No Brasil, é precário. Em Corumbá, os efetivos da PF (Polícia Federal), com 40 policiais, e da Polícia Civil, com 50, são considerados insuficientes pelos próprios delegados que os comandam.
Em área, Corumbá é o maior município sul-matogrossense. São 65.165,8 km2, dois terços desabitados por causa da extensão do Pantanal.
Da operação deflagrada pelo Exército, participam PF, PRF (Polícia Rodoviária Federal), Receita Federal, polícias Civil e Militar dos dois Estados, Marinha e Ibama.
Na região de Corumbá, o Exército vai atuar com 450 homens, com o apoio de lanchas, para o bloqueio do rio Paraguai e afluentes, ao longo de cerca de 400 km de fronteiras.
Desde 2005, segundo a Folha de São Paulo, o Exército já realizou quatro ações do tipo, sem sucesso.
As quadrilhas continuam a trazer dos países vizinhos armas como metralhadoras, fuzis e pistolas, além de maconha e cocaína, para as facções CV (Comando Vermelho), TC (Terceiro Comando) e ADA (Amigo dos Amigos), no Rio, e PCC (Primeiro Comando da Capital), em São Paulo.

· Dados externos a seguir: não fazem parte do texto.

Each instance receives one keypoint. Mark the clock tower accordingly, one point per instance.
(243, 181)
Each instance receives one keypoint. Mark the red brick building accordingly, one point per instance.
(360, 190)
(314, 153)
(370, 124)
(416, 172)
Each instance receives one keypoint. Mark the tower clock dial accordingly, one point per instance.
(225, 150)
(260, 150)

Ao todo, cerca de 1.600 quilômetros de fronteiras serão vigiados em MT e MS. Haverá barreiras simultâneas nas estradas e acessos entre os países. A operação deve durar até a próxima sexta-feira.
A PF, a Polícia Civil e o Exército mantiveram entendimentos prévios sobre a operação com a Polícia Boliviana, em Puerto Suárez.

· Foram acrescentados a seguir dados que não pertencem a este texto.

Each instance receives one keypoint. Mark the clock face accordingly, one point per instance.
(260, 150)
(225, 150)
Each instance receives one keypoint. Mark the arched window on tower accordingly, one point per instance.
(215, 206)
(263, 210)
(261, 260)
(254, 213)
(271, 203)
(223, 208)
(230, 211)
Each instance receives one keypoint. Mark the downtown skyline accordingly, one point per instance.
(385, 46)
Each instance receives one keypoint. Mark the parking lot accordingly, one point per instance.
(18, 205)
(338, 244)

A intenção era a de que os bolivianos fizessem uma fiscalização mais efetiva ao longo desta semana, o que, até ontem, não estava definido.
O quartel da Polícia Boliviana na cidade é desprovido de equipamentos. Não há sequer um telefone capacitado para ligações internacionais. O único número disponível é o 110, para chamadas de cidadãos na Bolívia que precisem de ajuda.
Para manter contato com o comando de Fronteira Policial da Polícia Boliviana em Puerto Suárez, os policiais brasileiros cederam um celular ao coronel Osvaldo Peláez Ramos. Também não há computadores ligados à internet no quartel.
A 100 metros da sede municipal da Polícia Boliviana, há um cais de madeira de onde zarpam embarcações que seguem para o Brasil, pela laguna Cáceres e pelo canal Tamengo, até chegar ao rio Paraguai.
Não há nenhuma vigilância ou fiscalização sobre o que elas carregam.